Kahlan schob sich an ihm vorbei. »Geheimhalten? Warum?«
Drefan holte tief Luft. »Nun ja, die Nachricht von einer Pestepidemie könnte eine Panik auslösen. Wenn wir die Leute davon unterrichten, glaubt mir, dann hat die Nachricht den Palast schneller erreicht als wir.«
»Glaubt Ihr, andere haben sich ebenfalls angesteckt?« wollte sie wissen.
Drefan zuckte die Achseln. »Ich bezweifele, daß wir es nur mit einem Einzelfall zu tun haben. Wir müssen den Leichnam sofort vergraben oder verbrennen. Seine Bettdecke, das Bett und alles, womit er sonst in Berührung gekommen ist, sollte auch verbrannt werden. Das Zimmer sollte ausgeräuchert werden.«
»Werden die Leute nicht wissen wollen, was hier vor sich geht?« fragte Richard. »Werden sie nicht von selbst darauf kommen?«
»Wahrscheinlich.«
»Wie können wir es dann geheimhalten?«
»Du bist Lord Rahl. Dein Wort ist Gesetz. Du müßtest sämtliche Informationen zurückhalten. Die Familie verhaften. Sie eines Verbrechens beschuldigen. Nimm sie in Gewahrsam, bis diese Geschichte vorüber ist. Lasse ihre gesamten Habseligkeiten von Soldaten fortschaffen und verbrennen und ihr Haus versiegeln.«
Richard rieb sich die Augen mit den Fingerspitzen. Er war der Sucher der Wahrheit und nicht deren Unterdrücker.

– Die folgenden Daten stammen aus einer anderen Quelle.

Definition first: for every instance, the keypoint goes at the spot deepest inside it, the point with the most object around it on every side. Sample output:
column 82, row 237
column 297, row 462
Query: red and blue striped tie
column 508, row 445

»Das können wir einer Familie, die gerade einen Sohn verloren hat, nicht antun. Das werde ich nicht tun. Wäre es außerdem nicht besser, wenn die Leute Bescheid wüßten? Haben die Menschen kein Recht darauf zu erfahren, in welcher Gefahr sie schweben?«
Drefan nickte. »Wenn ich zu entscheiden hätte, würde ich wollen, daß die Menschen Bescheid wissen. Ich habe die Pest bereits kennengelernt, in kleinen Orten. In einigen versuchte man, die Kunde davon zu unterdrücken, um eine Panik zu vermeiden, als jedoch immer mehr Menschen zu sterben begannen, ließ sie sich nicht mehr geheimhalten.«
Richard fühlte sich, als sei der Himmel über ihm eingestürzt. Er kämpfte darum, seine Gedanken zu ordnen, doch die Worte des toten Jungen hallten ihm immer wieder durch den Kopf. Die Winde machen Jagd auf dich.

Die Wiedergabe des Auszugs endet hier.